@Chloé Marriault

Publié le 4 nov. 2021 à 18:30Mis à jour le 13 févr. 2023 à 16:19

Deux jours et demi. C’est le temps que Fanny a tenu en fac de médecine, après avoir décroché son bac. Pourquoi ? La charge de travail s’annonçait trop lourde. Cette bonne élève, dont le « mental est fragile à ce moment-là », sent qu’elle ne tiendra pas le coup. « Trop de pression, et une atmosphère où régnait la compétition », décrit-elle. Elle a « un peu honte d’abandonner » car ces études-là, elle en rêvait depuis des années. Et surtout, elle n’a pas réfléchi à un plan B.

Ses parents lui suggèrent une licence en information et communication. « Au vu des matières, je me suis dit que ce serait intéressant », explique la jeune femme, aujourd’hui âgée de 24 ans. En effet, les cours et l’ambiance lui plaisent. Mais au bout d’un an et demi, nouveau rebondissement. « Je voyais mes camarades de classe se projeter sur tel ou tel métier. Moi, pas du tout. J’étais démotivée, j’avais l’impression d’étudier pour étudier, sans réel objectif. » Son choix est fait : Fanny quitte l’école en milieu de deuxième année. Pour quoi faire ? Elle l’ignore.

Elle décroche un job étudiant chez Ikea. « Là, mes parents m’ont dit qu’il fallait vraiment que je me pose et que je réfléchisse à ce que j’avais envie de faire… », raconte-t-elle. Mais elle préfère mettre ces questions sous le tapis. Faire le point l’angoisse, elle a le sentiment qu’elle a déjà « grillé deux ans », qu’elle n’a plus le droit à l’erreur et que son choix l’engage pour la vie.

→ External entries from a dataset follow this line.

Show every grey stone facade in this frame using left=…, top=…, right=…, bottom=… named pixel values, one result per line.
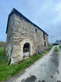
left=6, top=9, right=48, bottom=64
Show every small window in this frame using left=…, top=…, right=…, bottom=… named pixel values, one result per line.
left=44, top=42, right=46, bottom=47
left=35, top=28, right=37, bottom=33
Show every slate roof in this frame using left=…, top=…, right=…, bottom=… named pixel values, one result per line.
left=6, top=8, right=48, bottom=36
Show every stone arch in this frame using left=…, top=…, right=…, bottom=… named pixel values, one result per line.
left=23, top=43, right=30, bottom=58
left=20, top=39, right=32, bottom=58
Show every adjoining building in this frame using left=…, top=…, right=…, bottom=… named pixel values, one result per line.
left=5, top=8, right=48, bottom=64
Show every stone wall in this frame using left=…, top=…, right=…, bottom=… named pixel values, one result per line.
left=6, top=14, right=48, bottom=64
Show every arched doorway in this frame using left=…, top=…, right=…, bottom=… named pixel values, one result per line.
left=23, top=43, right=30, bottom=58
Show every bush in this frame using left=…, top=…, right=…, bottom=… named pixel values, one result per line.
left=54, top=46, right=58, bottom=53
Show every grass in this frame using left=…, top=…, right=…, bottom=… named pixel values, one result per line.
left=54, top=46, right=58, bottom=53
left=59, top=45, right=61, bottom=49
left=0, top=45, right=53, bottom=82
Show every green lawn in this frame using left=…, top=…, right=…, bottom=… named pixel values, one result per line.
left=54, top=46, right=58, bottom=53
left=0, top=45, right=53, bottom=82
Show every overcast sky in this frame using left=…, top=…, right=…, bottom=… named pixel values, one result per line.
left=0, top=0, right=61, bottom=42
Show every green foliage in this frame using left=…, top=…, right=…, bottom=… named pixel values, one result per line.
left=0, top=45, right=53, bottom=82
left=54, top=46, right=58, bottom=53
left=0, top=42, right=6, bottom=47
left=59, top=45, right=61, bottom=49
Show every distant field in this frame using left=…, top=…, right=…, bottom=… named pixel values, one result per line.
left=0, top=45, right=53, bottom=82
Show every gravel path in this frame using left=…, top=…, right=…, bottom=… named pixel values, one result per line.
left=6, top=47, right=61, bottom=82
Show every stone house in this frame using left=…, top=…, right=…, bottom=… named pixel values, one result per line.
left=5, top=8, right=48, bottom=64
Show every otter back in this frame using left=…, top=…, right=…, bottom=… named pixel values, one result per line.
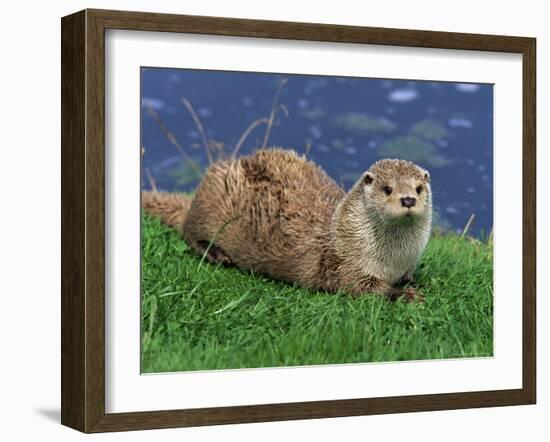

Des études dans quatre filières

A l’approche de la rentrée, elle n’a toujours aucune idée de quel cursus entamer. Ses parents la voient bien en architecture. « J’aimais les maths et l’art, je me disais que ça avait du sens et que ça pouvait matcher », se rappelle-t-elle. Enième désillusion. « Les cours étaient trop abstraits et j’avais l’impression de ne pas avoir la créativité nécessaire », poursuit-elle. En décembre, elle quitte son cursus après quatre mois de cours, convaincue qu’elle n’est pas à sa place.

Nouveau retour à la case départ. Plus douloureux encore que les précédents. Elle consulte un psychologue pour l’aider à remonter la pente. En parallèle, elle commence un emploi de conseillère de vente dans un magasin. La révélation. « J’arrivais enfin à me projeter dans un secteur : le commerce », sourit-elle. Après six mois de contrat, elle se lance la rentrée suivante dans un DUT techniques de commercialisation. Puis, elle embraye sur une licence 3 en économie et gestion. Désormais, elle étudie en école de commerce, à Skema, où elle est épanouie.

Comment expliquer que certains étudiants, comme Fanny, en viennent à changer de cursus à de multiples reprises ? Pour Vincent Troger, maître de conférences honoraire en sciences de l’éducation, cela s’explique entre autres parce qu’ils n’ont pas assez d’opportunités pour se connaître et réfléchir à leurs envies lors de leur scolarité. « Le système français est très académique, il laisse peu d’opportunités d’expérimenter. À l’inverse, aux Etats-Unis ou au Royaume-Uni par exemple, les étudiants font partie d’une équipe de sport, font du théâtre, de la musique… Et cela s’inscrit pleinement dans leur scolarité », observe-t-il.

Agnès van Zanten, sociologue de l’éducation, abonde. « Dans les pays nordiques, il est très bien vu et courant de faire une année de césure après le bac pour avoir des expériences professionnelles diverses, voyager… En somme : se découvrir », souligne-t-elle. A cela s’ajoutent les petits jobs après les cours, le week-end ou pendant les vacances, qui sont la règle pour nombre d’adolescents en Scandinavie ou dans les pays anglo-saxons. Au final, toutes ces expériences permettent de faire un choix plus éclairé. En France, à l’inverse, « on valorise les trajectoires linéaires. On passe son bac, on étudie, et si tout va bien, on entre sur le marché du travail avec un master à 23 ans. »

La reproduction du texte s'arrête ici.